August 23 2012
By Sean Cochran, Golf Fitness
The reverse spine angle is a common swing fault affecting a number of amateur players in the game of golf. This swing fault is characterized by a backward bend of the upper body during the backswing.
The reverse spine angle makes it very difficult for the golfer to initiate the downswing with the lower body due to the poor postural positioning at the top of the backswing. This typically results in the upper body dominating the downswing thus causing issues with swing path and power outputs. Secondly, a reverse angle swing fault is a primary cause of lower back pain due to the crunch factor created by this compensation pattern on the lower back.
The cause of swing faults in general are a result of biomechanical inefficiencies, improper equipment, and/or physical dysfunctions. On the physical side of this equation, in order to execute each phase of the swing efficiently with the correct timing certain levels of joint mobility, muscular flexibility, segmental stability, and power must be present. If limitations in any of these aforementioned physical parameters exist, the ability to execute a proficient swing may be impeded.

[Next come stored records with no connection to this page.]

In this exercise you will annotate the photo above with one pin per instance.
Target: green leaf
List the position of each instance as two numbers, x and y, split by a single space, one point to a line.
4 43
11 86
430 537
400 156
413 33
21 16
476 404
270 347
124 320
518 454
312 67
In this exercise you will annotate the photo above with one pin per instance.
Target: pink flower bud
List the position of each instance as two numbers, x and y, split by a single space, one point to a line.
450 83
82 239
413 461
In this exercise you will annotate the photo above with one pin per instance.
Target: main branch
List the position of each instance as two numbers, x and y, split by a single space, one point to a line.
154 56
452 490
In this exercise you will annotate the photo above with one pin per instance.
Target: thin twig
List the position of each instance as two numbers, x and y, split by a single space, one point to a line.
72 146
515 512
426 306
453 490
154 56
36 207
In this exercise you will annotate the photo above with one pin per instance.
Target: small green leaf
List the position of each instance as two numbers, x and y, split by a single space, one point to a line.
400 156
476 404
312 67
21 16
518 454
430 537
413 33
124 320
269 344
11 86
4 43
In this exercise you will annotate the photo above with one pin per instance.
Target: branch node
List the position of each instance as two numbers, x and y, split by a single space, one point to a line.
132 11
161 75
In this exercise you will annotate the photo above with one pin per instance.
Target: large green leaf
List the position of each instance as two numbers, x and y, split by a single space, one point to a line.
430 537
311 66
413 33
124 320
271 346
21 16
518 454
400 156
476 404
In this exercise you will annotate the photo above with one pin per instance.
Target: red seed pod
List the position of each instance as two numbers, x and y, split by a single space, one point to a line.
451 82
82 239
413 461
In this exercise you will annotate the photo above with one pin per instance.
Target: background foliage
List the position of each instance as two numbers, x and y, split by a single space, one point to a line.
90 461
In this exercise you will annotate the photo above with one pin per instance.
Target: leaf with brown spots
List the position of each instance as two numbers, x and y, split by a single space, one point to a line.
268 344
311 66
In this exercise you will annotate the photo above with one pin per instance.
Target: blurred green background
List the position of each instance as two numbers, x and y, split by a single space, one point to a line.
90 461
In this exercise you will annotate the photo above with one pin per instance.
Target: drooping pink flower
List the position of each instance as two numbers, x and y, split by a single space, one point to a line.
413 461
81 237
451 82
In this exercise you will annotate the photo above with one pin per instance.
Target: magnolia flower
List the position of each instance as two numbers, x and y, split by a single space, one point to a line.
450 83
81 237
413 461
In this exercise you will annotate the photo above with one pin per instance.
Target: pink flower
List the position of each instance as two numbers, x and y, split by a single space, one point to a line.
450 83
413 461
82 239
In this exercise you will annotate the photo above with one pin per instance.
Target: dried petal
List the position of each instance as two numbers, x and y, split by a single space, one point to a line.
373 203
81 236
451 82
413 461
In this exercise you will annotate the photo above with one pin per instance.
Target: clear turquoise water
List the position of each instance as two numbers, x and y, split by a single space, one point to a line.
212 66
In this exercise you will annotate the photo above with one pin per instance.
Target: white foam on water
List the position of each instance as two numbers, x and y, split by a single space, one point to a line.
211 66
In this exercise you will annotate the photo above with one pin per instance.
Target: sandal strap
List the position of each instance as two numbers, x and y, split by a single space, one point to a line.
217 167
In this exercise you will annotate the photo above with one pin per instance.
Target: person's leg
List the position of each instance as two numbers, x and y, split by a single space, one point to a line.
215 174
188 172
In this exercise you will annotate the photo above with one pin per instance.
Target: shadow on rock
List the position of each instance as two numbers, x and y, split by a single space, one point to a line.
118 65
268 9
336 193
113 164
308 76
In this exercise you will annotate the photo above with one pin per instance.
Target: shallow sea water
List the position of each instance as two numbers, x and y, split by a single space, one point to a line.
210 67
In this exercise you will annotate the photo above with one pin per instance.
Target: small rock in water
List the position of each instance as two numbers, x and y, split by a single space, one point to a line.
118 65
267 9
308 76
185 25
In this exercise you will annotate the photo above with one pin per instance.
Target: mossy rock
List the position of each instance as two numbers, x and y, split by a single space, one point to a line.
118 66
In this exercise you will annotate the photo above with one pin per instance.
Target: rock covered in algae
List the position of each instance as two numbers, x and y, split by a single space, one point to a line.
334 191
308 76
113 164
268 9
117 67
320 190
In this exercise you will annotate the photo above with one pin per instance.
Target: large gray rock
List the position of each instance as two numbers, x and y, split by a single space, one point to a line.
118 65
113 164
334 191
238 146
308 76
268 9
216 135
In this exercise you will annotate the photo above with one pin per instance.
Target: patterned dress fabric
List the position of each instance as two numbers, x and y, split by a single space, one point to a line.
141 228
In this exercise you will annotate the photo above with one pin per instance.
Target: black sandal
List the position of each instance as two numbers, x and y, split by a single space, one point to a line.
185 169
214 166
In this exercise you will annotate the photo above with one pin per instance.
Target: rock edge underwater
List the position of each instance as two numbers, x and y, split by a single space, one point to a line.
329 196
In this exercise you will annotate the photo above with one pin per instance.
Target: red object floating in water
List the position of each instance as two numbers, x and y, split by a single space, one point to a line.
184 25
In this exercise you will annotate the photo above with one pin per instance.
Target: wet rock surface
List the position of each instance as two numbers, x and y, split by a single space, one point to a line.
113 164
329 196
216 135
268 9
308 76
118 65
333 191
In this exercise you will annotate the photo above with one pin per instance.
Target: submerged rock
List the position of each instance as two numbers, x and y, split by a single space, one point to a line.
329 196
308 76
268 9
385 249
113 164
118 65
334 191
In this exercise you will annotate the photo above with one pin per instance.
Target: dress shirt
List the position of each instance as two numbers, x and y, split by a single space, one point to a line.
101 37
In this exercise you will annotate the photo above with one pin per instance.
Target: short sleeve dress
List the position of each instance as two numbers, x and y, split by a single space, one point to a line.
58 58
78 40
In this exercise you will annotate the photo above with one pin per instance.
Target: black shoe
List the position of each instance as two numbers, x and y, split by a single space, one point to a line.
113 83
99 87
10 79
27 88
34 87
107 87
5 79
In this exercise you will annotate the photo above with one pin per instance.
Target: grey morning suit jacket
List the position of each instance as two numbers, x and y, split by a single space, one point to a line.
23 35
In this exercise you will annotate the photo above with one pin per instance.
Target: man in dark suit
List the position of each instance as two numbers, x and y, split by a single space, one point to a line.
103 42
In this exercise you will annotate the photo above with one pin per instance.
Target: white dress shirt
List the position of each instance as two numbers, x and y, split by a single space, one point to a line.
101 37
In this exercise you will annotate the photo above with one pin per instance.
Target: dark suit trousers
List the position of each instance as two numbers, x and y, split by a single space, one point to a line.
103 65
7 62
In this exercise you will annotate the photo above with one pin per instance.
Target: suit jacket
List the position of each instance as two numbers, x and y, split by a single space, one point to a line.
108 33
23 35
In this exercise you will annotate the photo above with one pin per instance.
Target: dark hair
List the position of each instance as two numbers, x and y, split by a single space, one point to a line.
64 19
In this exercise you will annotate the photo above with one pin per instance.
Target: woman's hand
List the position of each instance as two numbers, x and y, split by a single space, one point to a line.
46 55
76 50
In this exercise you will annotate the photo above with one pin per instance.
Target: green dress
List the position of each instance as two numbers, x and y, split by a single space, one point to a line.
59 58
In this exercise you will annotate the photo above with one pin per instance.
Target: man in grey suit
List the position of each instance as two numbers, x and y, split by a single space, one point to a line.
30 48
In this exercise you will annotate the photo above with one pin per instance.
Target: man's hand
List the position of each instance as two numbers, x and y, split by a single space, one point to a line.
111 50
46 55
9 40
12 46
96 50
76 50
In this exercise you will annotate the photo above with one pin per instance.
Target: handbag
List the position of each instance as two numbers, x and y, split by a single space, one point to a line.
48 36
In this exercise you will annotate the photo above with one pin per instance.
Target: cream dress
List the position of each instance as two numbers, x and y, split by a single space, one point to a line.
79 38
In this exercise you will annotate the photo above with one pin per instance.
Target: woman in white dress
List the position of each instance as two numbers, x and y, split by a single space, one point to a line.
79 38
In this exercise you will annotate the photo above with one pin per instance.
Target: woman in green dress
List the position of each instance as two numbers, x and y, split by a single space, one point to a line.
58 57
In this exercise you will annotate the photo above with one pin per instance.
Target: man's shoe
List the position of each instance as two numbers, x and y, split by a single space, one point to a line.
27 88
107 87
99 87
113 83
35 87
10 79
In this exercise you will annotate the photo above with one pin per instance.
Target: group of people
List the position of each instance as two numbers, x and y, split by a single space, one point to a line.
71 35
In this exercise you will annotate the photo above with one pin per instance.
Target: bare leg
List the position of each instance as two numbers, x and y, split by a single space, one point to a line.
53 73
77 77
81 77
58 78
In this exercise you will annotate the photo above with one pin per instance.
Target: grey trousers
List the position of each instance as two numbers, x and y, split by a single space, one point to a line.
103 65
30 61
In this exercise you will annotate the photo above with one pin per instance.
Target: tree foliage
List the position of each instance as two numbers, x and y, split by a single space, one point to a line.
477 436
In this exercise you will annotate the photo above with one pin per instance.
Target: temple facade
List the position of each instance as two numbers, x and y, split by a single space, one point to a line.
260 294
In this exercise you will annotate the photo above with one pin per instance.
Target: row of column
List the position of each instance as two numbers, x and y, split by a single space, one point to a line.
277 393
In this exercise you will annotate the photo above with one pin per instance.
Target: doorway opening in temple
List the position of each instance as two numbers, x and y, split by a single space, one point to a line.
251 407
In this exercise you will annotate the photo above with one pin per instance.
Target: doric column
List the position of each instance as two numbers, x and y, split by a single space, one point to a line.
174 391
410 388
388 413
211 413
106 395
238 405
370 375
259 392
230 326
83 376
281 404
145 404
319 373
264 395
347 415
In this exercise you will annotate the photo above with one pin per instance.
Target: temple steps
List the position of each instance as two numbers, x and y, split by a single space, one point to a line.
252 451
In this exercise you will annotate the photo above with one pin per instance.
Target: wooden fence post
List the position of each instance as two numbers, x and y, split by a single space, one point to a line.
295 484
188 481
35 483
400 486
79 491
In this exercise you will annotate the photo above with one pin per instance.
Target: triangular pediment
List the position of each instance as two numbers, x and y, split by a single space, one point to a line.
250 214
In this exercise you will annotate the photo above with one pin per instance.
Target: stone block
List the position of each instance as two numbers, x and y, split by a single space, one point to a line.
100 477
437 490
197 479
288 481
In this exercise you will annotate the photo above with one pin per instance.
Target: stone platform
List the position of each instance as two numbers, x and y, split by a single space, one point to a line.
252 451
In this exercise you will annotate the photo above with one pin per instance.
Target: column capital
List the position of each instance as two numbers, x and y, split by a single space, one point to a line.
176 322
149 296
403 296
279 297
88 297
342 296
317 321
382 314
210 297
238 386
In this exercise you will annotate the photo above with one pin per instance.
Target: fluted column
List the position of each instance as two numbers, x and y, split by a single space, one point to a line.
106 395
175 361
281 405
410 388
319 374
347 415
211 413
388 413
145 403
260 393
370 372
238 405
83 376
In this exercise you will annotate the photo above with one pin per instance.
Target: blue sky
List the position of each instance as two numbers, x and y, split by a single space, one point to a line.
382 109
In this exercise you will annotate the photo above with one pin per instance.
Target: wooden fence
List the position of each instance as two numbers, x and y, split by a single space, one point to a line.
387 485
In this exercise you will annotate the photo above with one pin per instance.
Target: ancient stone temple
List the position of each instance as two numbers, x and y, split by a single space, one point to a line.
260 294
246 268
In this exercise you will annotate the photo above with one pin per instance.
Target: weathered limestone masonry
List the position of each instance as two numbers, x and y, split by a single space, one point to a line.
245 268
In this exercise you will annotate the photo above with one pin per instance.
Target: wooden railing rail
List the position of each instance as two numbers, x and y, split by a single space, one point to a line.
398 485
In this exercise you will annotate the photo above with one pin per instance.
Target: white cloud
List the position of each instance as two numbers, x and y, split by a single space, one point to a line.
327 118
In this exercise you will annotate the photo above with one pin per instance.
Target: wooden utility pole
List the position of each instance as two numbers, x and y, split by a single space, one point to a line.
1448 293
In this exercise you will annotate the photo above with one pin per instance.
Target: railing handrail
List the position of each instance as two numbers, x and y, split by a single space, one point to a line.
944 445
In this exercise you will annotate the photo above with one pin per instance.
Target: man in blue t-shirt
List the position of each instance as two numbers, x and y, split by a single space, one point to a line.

Relative to the reverse spine angle swing fault, physical limitations impeding the golfer to maintain a fixed spine angle due to an inability to create separation between the upper and lower body can be the culprit behind this compensation pattern.
Separation between the upper and lower body allows the golfer’s shoulders to rotate around the spine without going into an excessive backward bend (i.e. reverse spine angle). In order to create this separation, mobility in the hips, thoracic spine (i.e. area of spine between shoulder blades) and stability in the lower body and core are needed.
In situations where physical limitations are impeding the golfer’s ability to create separation it is ideal to implement golf fitness exercises to assist in the correction of physical dysfunctions affecting the swing.
Golf fitness exercises conducive to developing separating between in the upper and lower body in the backswing are the Alternating Arm and Leg Extension, Bent Knee Side-to-Side Leg Swings, and Kettle Bell Swings.
Alternating Arm and Leg Extension (Core Stability): Place both of your hands on the floor directly under the shoulders. Position both of your knees directly under the hips, eyes looking down, and back flat.
Simultaneously extend the left arm and right leg. Extend both the arm and leg until completely straight. Hold this position for one second and return to the starting position of the exercise. Repeat the exercise extending the opposite arm and leg. Alternate for 10-15 repetitions.
Bent Knee Side-to-Side Leg Swings (Dynamic Hip Mobility): Stand 6-10 inches away from a wall, post, or cable column with the feet shoulder width apart, toes pointed directly at the wall, legs straight, hips facing the wall, and hands planted firmly on the wall at shoulder height. Lift the left leg off the floor, placing the knee in-line with the left hip.
Begin rotating the right leg in a swinging motion in front of the body. Keep the knee elevated at hip height and swing the leg left and right as far as possible while keeping the right heel firmly planted on the floor. Perform 10-15 swings of the right leg and switch to the right.
Kettle Bell Swings (Lower Body Stability and Power): Stand with feet shoulder width apart, toes pointed forward, knees bent, hips press backwards, arms extended, and both hands grasping the kettle bell slightly in front of your feet.
Swing the kettle bell backwards through your legs by hinging at the hips keeping both arms straight. Forcefully extend the hips and knees driving the kettle bell back through your legs. Continue to extend the legs and hips until your torso is upright and the kettle bell is directly front of your chest with the arms extended. Continue the exercise by bending the knees, hinging the hips, and returning the kettle bell in a swinging action back through the both legs. Repeat the swing of the kettle bell for 6-10 repetitions.